XY Planning Network Partners With Betterment

XY Planning Network has partnered with Betterment Institutional to offer its 61 member firms access to Betterment’s automated investment management platform and custody services. WealthManagement.com first wrote about the potential partnership in April of last year. 

The idea is to remove the administrative burdens and cost of working with a traditional custodian, allowing XY Planning advisors to focus on building firms that serve younger investors.

“Providing investment related services to smaller accounts is incredibly time consuming, and forces many advisors to focus on high-net-worth clients,” Alan Moore, a financial planner and co-founder of XY Planning, said in a statement.

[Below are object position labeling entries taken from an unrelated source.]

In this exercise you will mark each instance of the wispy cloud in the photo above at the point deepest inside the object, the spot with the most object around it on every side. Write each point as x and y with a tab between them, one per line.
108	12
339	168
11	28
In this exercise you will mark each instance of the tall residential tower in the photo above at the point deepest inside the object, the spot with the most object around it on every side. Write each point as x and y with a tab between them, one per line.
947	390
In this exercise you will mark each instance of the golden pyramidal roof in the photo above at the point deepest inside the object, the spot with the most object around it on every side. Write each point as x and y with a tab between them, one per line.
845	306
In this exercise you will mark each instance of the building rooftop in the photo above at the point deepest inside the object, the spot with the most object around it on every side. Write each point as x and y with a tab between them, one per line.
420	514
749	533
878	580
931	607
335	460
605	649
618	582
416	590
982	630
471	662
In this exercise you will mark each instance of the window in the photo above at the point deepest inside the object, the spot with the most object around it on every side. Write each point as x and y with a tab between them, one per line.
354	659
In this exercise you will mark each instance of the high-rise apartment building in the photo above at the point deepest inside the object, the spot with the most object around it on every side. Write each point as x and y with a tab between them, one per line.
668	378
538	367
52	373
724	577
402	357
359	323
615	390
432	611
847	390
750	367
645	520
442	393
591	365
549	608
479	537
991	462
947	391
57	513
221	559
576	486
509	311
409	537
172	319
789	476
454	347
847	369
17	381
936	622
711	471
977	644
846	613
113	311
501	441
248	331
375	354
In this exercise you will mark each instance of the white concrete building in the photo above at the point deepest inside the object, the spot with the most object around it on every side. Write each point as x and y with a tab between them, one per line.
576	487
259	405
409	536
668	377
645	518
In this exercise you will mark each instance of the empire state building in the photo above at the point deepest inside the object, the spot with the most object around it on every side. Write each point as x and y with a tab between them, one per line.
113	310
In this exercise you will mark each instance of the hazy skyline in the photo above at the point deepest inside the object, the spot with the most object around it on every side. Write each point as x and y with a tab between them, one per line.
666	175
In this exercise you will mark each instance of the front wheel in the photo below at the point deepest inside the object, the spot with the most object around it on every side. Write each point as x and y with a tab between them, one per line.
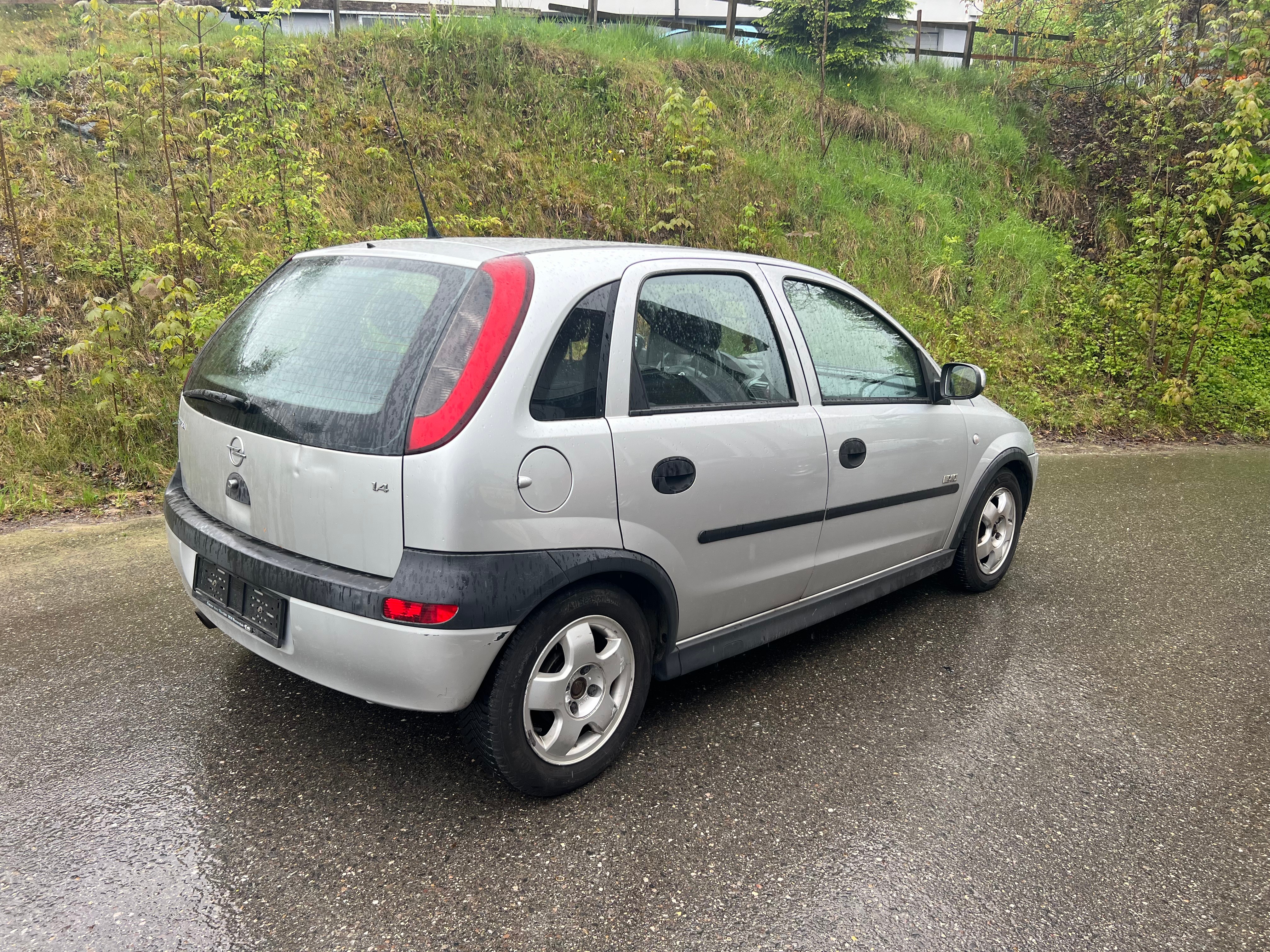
566	694
988	545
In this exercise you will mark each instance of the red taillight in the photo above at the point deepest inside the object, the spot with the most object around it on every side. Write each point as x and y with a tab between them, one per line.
397	610
473	351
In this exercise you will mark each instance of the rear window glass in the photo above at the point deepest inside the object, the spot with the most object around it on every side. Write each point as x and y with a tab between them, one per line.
332	351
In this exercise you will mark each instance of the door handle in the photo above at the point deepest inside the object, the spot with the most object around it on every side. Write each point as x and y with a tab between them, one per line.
673	475
853	452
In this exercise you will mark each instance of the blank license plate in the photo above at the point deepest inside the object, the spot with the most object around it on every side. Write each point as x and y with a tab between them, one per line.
261	612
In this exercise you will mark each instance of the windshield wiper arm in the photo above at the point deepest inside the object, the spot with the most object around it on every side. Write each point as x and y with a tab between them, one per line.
216	397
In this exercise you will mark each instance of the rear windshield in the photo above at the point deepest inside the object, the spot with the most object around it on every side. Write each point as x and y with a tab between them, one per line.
331	351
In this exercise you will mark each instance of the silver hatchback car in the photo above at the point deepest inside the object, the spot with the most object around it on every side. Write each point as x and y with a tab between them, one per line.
521	479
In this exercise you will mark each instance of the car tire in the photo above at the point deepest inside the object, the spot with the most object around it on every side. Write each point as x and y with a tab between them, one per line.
564	696
991	536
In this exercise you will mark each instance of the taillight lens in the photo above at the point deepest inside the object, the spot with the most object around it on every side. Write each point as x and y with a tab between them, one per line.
397	610
472	352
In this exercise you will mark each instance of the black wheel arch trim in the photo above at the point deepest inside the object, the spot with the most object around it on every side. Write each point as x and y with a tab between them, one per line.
999	462
492	589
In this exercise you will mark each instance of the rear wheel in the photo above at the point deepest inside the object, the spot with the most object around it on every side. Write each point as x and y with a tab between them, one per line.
566	694
988	545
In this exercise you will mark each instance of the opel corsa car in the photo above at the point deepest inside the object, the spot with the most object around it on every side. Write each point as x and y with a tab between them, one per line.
521	479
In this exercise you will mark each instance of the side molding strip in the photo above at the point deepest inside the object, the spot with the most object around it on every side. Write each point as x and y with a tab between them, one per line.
840	511
738	638
753	529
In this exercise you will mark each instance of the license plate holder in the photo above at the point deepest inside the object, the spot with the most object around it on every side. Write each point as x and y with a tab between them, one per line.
261	614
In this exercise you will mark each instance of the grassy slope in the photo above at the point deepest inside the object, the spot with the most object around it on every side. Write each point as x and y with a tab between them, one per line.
531	129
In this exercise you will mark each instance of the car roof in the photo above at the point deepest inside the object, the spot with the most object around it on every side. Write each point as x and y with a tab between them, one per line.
474	251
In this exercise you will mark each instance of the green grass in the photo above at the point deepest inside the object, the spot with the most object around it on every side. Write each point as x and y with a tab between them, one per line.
933	205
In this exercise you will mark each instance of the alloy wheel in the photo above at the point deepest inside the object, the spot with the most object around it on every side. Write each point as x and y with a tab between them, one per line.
996	532
578	691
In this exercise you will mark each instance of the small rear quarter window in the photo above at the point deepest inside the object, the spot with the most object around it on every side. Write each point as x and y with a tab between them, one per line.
568	385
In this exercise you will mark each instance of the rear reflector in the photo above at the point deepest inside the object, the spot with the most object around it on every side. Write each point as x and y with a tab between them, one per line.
472	352
397	610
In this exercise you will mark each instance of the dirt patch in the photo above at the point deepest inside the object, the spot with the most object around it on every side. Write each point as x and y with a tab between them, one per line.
152	506
1073	447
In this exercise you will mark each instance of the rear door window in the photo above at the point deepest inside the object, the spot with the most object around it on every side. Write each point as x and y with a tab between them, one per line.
331	351
704	341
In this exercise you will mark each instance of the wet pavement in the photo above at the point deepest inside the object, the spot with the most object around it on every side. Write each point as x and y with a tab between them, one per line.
1076	761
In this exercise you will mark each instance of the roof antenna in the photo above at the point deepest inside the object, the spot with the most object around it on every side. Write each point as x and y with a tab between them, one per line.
432	229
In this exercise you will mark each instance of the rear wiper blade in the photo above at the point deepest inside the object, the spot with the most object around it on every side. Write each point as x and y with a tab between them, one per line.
247	407
216	397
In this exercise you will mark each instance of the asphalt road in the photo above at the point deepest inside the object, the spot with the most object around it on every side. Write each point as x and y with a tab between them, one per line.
1076	761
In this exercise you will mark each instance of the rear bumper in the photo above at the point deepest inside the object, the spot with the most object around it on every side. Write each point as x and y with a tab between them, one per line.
422	669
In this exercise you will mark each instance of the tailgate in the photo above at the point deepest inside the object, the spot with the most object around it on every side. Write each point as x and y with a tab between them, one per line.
341	508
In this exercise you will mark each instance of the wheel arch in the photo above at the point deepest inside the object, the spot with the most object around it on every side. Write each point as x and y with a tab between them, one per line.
1013	459
639	577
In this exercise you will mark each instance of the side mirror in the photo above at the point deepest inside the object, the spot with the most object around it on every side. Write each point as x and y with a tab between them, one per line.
962	381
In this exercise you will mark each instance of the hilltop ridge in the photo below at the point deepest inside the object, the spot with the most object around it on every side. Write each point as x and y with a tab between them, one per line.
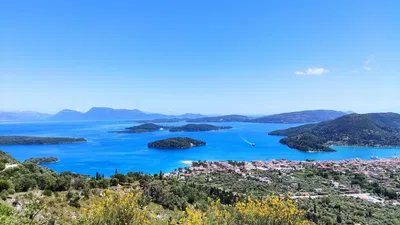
368	130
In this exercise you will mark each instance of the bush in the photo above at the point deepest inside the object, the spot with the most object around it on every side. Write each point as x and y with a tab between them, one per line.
4	185
47	193
2	166
25	183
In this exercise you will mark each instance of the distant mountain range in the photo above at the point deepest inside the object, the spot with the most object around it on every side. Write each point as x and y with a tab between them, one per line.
104	113
23	116
368	130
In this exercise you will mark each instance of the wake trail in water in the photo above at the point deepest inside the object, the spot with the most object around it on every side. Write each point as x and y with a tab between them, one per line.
245	140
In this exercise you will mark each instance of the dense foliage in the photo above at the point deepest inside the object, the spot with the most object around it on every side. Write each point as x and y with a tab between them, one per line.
306	142
308	116
42	160
29	140
147	127
372	130
211	198
130	208
176	143
216	119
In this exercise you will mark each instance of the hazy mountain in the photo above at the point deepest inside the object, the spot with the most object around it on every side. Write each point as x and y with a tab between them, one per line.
307	116
104	113
370	130
23	116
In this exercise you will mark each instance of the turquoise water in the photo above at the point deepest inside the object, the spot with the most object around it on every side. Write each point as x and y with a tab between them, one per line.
104	152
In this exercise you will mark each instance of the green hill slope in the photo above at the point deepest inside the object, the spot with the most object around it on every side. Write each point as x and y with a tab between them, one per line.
369	130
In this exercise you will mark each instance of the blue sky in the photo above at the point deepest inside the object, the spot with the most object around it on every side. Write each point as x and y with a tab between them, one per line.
214	57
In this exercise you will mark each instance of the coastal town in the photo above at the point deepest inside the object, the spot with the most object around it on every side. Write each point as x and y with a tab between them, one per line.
384	172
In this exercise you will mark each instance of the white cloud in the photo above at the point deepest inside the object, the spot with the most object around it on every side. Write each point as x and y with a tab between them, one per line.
312	71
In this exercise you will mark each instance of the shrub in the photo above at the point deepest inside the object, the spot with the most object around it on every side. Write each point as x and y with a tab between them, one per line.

By using Betterment, XY Planning's member firms avoid the custodial minimums and transaction costs to keep fees affordable for next-gen clients. 

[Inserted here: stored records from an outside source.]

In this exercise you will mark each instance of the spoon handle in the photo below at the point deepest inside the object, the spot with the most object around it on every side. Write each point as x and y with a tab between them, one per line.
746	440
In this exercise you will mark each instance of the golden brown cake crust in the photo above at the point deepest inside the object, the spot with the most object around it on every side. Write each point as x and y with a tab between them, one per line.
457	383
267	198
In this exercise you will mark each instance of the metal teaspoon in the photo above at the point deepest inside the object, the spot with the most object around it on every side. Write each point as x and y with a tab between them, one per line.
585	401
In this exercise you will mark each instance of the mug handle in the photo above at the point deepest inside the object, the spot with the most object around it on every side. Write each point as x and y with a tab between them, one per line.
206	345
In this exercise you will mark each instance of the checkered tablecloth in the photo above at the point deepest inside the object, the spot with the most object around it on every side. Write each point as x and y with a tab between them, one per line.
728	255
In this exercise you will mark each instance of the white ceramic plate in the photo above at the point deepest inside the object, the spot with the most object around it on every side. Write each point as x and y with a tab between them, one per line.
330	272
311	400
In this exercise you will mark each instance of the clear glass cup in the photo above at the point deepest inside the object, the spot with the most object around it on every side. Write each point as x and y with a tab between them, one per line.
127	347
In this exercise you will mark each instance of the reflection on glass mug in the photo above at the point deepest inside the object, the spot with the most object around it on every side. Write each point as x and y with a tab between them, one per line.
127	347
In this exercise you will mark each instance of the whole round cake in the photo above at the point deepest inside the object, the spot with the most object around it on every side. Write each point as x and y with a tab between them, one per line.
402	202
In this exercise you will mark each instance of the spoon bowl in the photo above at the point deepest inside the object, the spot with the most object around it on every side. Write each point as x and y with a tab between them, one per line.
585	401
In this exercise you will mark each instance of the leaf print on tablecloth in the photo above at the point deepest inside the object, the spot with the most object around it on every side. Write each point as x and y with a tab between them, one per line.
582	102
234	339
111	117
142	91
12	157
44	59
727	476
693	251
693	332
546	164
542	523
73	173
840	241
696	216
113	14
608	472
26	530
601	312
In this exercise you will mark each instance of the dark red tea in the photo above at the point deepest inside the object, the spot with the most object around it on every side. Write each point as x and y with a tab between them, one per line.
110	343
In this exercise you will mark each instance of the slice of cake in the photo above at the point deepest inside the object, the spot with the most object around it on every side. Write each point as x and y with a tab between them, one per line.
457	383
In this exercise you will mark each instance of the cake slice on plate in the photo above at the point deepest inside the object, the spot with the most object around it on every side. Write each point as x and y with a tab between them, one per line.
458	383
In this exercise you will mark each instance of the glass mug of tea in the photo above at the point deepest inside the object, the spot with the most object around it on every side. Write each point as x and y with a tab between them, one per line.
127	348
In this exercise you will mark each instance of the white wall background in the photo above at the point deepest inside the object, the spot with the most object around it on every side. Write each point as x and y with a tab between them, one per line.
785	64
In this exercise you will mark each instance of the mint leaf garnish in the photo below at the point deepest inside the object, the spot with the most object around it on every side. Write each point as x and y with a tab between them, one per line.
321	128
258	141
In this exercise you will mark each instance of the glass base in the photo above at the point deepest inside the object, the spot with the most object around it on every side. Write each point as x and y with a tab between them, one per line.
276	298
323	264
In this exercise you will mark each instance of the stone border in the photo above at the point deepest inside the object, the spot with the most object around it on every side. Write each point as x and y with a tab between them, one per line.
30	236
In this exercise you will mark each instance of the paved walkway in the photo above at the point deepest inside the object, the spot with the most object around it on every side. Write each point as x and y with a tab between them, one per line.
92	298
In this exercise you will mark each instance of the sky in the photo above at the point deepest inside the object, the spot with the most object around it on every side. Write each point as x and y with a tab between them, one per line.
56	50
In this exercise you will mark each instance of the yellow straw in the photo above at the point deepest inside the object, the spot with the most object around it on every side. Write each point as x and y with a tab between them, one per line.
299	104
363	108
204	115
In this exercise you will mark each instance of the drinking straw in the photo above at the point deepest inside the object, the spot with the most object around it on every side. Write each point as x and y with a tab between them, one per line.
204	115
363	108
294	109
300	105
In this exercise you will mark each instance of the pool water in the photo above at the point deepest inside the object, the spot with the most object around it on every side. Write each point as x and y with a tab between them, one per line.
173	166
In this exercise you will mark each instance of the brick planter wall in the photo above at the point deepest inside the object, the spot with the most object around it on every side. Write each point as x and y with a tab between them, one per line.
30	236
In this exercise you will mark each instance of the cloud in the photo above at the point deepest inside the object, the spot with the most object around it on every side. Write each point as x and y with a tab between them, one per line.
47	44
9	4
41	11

Betterment pitches its direct-to-consumer platform as a service for inexperienced, lower-asset investors, but Moore said it doesn't conflict with the clients his network is trying to serve. Instead of managing assets and tacking on financial planning for free, XY planners want to flip the script.

“The big thing we discovered was a real cultural shift among advisors in their attitudes towards investment,” Moore said. “[Advisors] are so investment focused, and with the XY Planning members that are starting firms, they are really passionate about starting a firm and sort of ‘meh’ about the investment side.”

For these advisors, Betterment provides a turnkey platform to open an account, build and automatically rebalance portfolios, and create a branded online portal for their tech-savvy clients. Moore said it’s like hiring an investment manager for a fraction of the cost, and frees up time for him to focus on the other aspects of planning. 

Sophia Bera, a member of XY Planning and founder of Gen Y Planning, said that 80 percent of her job has nothing to do with investments, but rather guiding clients through retirement accounts, company benefits, credit cards, student loans and advising on insurance, taxes and estate planning. Betterment fills the other 20 percent, Bera said, and that she already had clients coming to her with accounts in place.

“I am not a robo-advisor. I am a human and what I've found is that clients like working with humans,” Bera said. “But I think we, as financial planners, can work in conjunction with robo-advisors to better serve the needs of our clients.”

The planning-centric model may not be as profitable as the traditional firm that focuses on HNW clients, but Moore said there is a much larger market of consumers that can afford a $150 per month fee for financial planning. He added that with the rise of robo-advisors and the fee compression, firms that only offer investment management will have a hard time competing.

“An advisor is between money and really bad decisions,” Moore said, adding that if a client is just looking for investment management, he sends them directly to Betterment, and Betterment refers users looking for some advice or planning to partnered advisors. “[Betterment] lets me focus on what I need to be doing, which is making sure clients don’t do something stupid. The true value is helping clients do nothing when nothing is the best thing to do.”